Intenté llamar a mis hijos a Sevilla, más que nada para comprobar si era una mala pesadilla lo que me estaba pasando o si era una triste realidad a la que no sabía poner nombre. Todas las formas de acceder a las nuevas tecnologías estaban cortadas. Ni una señal en los teléfonos móviles. Me fui directo al ordenador para conectarme con ellos, pero ni siquiera el ordenador iniciaba su programa de arranque. Me empezó a llover el miedo de si tenía o no comida guardada. Fui al supermercado próximo y amigo y me encontré en su linea de cajas con cerca de docientos empleados que no miraban a los ojos, sino a alguna nube que yo no pude intuir en aquel sótano. Muerto de miedo, me encaminé al céntrico cuartel de la Guardia Civil, y todos estaban en la puerta con la misma expresión, cual si sus hombres, o números, como así le llaman, fuesen una calcomanía de lo ya vivido. En verdad, en ese momento sí que me entró el espanto. La ciudad estaba muerta. O, quizás, más viva que nunca. La sociedad, me pareció, había tomado una global forma de poner su especial cara al Poder: la de no enfrentarse a él de forma violenta, partidismos y banderas, sólo con el silencio más sepulcral que uno pueda imaginarse, la de aniquilarlo con una puñalada de auténtico silencio.

Tal vez era sólo yo quien deambula por las calles, con los ojos abiertos de par en par, deseando de que alguien me invitase a ponerme a su lado. Pero todos formaban una legión de estatuas solemnes, como las de Bernini o Mercadante de Bretaña.

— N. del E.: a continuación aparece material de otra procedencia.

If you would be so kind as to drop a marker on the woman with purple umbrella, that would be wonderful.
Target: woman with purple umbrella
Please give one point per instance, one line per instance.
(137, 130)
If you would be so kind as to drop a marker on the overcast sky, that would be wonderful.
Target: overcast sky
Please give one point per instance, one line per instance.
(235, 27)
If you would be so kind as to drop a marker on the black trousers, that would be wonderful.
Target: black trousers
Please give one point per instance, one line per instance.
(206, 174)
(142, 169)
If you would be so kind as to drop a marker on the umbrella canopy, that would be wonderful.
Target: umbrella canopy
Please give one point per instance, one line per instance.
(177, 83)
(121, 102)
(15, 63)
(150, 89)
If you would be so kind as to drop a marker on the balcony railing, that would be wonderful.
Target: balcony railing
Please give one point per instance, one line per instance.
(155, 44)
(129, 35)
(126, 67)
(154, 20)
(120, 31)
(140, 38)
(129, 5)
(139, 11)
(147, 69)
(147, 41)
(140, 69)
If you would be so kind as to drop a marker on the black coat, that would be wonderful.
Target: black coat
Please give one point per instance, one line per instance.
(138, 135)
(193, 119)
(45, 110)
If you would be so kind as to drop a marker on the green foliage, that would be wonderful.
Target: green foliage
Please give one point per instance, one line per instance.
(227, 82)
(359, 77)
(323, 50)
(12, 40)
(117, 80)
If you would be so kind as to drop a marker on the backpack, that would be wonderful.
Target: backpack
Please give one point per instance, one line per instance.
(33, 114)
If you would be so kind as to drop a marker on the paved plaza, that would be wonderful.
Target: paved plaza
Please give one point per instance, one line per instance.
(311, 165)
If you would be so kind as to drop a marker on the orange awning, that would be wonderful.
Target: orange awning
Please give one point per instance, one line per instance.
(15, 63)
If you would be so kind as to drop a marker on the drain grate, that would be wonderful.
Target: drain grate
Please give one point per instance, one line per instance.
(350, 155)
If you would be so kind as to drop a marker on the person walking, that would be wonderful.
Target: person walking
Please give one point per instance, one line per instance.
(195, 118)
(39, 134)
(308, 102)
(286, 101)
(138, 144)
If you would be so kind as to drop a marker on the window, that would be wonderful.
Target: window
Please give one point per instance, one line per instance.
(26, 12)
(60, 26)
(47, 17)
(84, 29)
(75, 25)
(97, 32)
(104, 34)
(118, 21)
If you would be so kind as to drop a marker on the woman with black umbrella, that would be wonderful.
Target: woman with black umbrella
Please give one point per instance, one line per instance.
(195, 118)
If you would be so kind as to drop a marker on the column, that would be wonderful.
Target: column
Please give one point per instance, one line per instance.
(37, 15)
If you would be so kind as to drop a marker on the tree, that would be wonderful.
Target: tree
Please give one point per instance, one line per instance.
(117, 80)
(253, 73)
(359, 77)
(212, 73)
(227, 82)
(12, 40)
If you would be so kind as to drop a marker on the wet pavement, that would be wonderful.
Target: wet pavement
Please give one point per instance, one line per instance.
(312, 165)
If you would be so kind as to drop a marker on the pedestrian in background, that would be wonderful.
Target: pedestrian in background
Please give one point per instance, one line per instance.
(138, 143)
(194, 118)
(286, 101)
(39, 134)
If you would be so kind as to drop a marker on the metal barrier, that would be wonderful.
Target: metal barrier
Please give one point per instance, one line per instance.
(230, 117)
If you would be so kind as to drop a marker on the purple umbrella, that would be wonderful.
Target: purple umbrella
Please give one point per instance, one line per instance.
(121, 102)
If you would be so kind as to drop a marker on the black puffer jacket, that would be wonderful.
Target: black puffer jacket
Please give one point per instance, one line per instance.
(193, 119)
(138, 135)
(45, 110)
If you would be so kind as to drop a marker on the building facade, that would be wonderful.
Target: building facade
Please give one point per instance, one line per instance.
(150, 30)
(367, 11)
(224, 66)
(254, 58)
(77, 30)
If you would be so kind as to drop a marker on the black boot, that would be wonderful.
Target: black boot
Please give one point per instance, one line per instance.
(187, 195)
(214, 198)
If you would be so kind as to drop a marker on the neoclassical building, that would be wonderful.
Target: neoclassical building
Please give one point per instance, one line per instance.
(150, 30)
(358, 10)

Opté por ampararme bajo la gran copa de un castaño de indias, en el que no trinaba ni un solo pájaro y en el que parecían carecer de alas las chicharras. Creía que todo era una puesta en escena de la que yo no me había enterado, el rodaje de una película del aventurero Steven Spielberg. Pero ni una sola cámara, ni extras en la cola de ningún plató, ni ayudantes, maquilladores, productores y estilistas. Nadie. El único plató era el las calles vacías, preñadas sólo de estatuas humanas que miraban al más próximo horizonte.

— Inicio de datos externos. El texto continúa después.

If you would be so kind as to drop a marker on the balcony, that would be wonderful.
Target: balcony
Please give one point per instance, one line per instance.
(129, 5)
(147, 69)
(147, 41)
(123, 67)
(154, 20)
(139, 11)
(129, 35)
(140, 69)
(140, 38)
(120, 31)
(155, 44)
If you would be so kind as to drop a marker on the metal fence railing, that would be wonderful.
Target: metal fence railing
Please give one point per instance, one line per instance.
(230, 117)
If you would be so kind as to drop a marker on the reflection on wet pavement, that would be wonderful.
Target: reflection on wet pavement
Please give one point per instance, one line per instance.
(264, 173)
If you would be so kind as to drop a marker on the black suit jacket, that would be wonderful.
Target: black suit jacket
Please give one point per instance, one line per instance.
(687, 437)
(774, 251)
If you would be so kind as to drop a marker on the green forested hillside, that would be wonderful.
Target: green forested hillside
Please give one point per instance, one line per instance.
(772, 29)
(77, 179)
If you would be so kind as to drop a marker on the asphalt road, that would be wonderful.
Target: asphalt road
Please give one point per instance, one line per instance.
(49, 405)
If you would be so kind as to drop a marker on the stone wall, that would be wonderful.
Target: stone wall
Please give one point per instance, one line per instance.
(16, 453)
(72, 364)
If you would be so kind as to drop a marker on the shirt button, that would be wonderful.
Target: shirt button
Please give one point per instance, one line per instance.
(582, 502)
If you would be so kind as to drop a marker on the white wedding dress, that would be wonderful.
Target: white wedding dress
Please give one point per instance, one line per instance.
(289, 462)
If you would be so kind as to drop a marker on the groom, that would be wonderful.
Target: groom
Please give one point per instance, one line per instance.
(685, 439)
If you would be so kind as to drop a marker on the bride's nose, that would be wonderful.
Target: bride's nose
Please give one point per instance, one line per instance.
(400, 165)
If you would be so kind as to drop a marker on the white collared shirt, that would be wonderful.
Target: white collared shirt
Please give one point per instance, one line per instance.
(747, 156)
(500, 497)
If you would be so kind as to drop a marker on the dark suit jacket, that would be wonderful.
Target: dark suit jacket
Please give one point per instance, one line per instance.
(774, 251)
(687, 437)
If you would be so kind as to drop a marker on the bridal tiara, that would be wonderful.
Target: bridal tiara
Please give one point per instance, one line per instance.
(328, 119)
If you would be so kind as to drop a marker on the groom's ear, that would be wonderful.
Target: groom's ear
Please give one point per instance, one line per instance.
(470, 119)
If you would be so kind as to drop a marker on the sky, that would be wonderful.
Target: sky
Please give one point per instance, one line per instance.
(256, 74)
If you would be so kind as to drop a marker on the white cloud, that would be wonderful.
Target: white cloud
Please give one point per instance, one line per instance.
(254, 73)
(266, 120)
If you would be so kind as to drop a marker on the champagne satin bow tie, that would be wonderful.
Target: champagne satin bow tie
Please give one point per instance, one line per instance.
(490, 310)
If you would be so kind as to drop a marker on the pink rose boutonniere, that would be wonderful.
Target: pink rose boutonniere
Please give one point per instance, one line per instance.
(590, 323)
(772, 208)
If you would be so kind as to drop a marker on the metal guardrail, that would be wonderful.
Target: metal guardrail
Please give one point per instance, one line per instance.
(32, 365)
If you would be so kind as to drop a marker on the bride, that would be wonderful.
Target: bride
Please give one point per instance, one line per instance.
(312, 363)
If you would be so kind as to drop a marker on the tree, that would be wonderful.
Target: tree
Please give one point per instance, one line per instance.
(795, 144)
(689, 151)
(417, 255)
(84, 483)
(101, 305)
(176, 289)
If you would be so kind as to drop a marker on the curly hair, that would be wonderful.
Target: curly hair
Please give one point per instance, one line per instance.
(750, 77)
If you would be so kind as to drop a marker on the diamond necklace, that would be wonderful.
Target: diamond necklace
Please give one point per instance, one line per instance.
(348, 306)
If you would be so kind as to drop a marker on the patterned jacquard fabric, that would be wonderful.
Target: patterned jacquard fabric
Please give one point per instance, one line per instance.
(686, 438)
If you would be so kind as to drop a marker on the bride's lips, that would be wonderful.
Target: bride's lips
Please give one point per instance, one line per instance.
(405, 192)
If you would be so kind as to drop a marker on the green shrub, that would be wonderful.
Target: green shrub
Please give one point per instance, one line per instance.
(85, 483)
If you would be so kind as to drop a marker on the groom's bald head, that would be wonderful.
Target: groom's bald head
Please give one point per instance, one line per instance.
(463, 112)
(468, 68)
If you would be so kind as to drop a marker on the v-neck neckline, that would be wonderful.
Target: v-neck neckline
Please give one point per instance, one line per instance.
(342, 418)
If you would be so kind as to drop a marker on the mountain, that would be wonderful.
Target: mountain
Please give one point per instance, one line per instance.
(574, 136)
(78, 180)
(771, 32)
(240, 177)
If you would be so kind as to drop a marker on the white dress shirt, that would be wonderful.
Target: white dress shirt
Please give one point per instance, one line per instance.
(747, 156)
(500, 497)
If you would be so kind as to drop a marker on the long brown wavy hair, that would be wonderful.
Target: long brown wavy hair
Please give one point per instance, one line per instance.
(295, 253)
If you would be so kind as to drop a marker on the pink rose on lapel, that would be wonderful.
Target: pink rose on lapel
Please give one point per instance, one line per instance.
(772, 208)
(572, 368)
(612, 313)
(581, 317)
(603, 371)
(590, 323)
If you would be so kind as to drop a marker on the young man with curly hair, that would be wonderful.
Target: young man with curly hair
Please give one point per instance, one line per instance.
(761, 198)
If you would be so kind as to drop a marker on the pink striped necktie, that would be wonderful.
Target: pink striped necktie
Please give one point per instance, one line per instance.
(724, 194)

Me pregunté por mis adentros y dije: -Ya van a aparecer los tanques como por las calles de Valencia en el golpe de Tejero. Nada, sólo silencio, mudez espantosa. Estaba muerto, pero de miedo, de algo que me sobrepasaba, que no había vivido jamás, quizás como nuestros padres viviesen por primera vez el rugido de los aviones sobre las azoteas de sus casas en la incivil guerra. Me invadió la tristeza más absoluta y en verdad que deseaba esa muerte pronta que piden los que ya saben que nadie ni nada puede salvarles.

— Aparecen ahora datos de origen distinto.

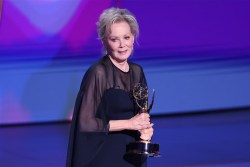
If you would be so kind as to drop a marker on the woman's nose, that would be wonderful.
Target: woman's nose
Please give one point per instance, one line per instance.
(122, 44)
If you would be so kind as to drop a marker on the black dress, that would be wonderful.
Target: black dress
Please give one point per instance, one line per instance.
(105, 94)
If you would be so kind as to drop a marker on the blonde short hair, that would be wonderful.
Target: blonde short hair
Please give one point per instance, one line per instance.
(116, 15)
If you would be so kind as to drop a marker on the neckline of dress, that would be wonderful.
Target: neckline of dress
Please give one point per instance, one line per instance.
(125, 72)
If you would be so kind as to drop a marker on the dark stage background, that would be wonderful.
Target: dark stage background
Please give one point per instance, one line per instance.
(195, 53)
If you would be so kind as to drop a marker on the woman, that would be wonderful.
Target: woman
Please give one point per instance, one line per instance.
(106, 118)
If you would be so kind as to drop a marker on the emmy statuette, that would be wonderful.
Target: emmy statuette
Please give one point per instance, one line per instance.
(143, 147)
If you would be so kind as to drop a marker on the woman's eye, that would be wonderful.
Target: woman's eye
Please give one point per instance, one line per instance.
(127, 38)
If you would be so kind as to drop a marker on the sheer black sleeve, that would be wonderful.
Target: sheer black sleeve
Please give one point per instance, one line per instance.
(92, 89)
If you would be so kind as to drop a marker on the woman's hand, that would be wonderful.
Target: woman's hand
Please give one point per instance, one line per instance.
(146, 134)
(139, 122)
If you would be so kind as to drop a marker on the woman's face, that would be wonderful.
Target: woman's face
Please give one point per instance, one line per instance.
(119, 43)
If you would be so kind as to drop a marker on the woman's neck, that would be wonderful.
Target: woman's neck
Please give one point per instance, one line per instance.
(121, 65)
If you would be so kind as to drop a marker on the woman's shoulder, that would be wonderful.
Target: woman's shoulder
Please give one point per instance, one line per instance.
(135, 66)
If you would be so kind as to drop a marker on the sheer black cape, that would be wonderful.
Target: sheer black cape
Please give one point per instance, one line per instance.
(90, 124)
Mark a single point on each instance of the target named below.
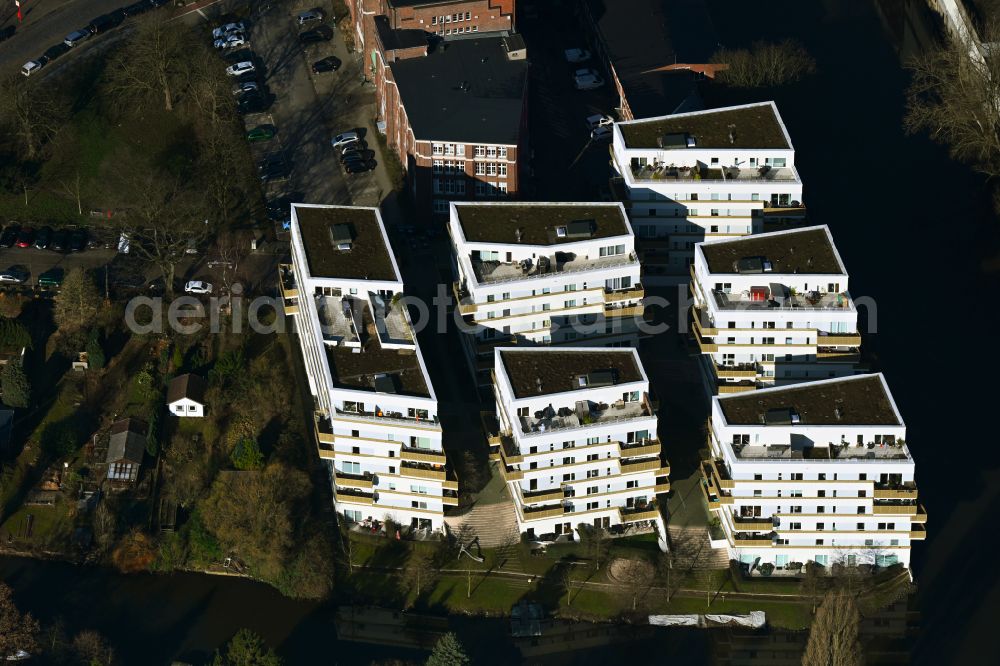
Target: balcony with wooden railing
(463, 301)
(542, 496)
(742, 371)
(846, 340)
(352, 496)
(636, 292)
(753, 524)
(624, 311)
(642, 449)
(421, 471)
(640, 466)
(726, 389)
(538, 513)
(744, 540)
(698, 324)
(413, 454)
(903, 491)
(343, 479)
(633, 514)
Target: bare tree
(161, 216)
(155, 62)
(764, 64)
(833, 636)
(954, 96)
(18, 631)
(30, 112)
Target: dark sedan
(331, 64)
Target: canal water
(917, 234)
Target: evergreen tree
(14, 385)
(448, 652)
(833, 637)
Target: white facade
(707, 182)
(376, 412)
(586, 455)
(588, 293)
(773, 322)
(801, 481)
(187, 407)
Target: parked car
(358, 166)
(345, 138)
(599, 120)
(140, 7)
(198, 287)
(587, 79)
(260, 133)
(60, 239)
(9, 235)
(241, 68)
(310, 16)
(602, 133)
(323, 33)
(253, 103)
(31, 67)
(330, 64)
(51, 278)
(363, 155)
(16, 274)
(77, 240)
(245, 86)
(75, 37)
(229, 28)
(230, 42)
(43, 238)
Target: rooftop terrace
(373, 367)
(543, 372)
(369, 256)
(753, 126)
(560, 262)
(538, 224)
(807, 251)
(855, 401)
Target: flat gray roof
(806, 251)
(755, 126)
(369, 257)
(499, 223)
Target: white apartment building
(815, 472)
(577, 441)
(543, 273)
(706, 175)
(773, 309)
(376, 414)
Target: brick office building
(437, 17)
(457, 117)
(451, 94)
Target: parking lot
(566, 165)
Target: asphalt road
(46, 24)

De pronto, como un milagro, bajo la sombra del árbol acogedor, pude observar a personas nerviosas con trajes caros y de estilo -la mayoría de Boss y Zegna- que salían tímidamente de sus cuevas, de sus despachos de atractivo y pulido nogal, queriendo tirar de aquellas personas inamovibles, rogándoles que volvieran a sus puestos y prometiéndoles que les pagarían lo que ellos quisieran. Nadie se movía de entre la prieta masa, mientras que ellos, como unos pordioseros, seguían insistiendo en su afán. De pronto, como si una vara mágica hubiese aparecido en el Universo, todas las grandes concentraciones desaparecieron. No había nadie en las puertas de ningún edificio. Se habían disipado en el espacio. Sólo quedaban aquellos ricos hombres que ya no tenían la posibilidad de mandar a nadie, de que nadie los temiera ni les obedeciera por un mínimo jornal. Lloraban como desesperados, sabiendo que a partir de ahora ellos iban a convertirse en auténticos esclavos.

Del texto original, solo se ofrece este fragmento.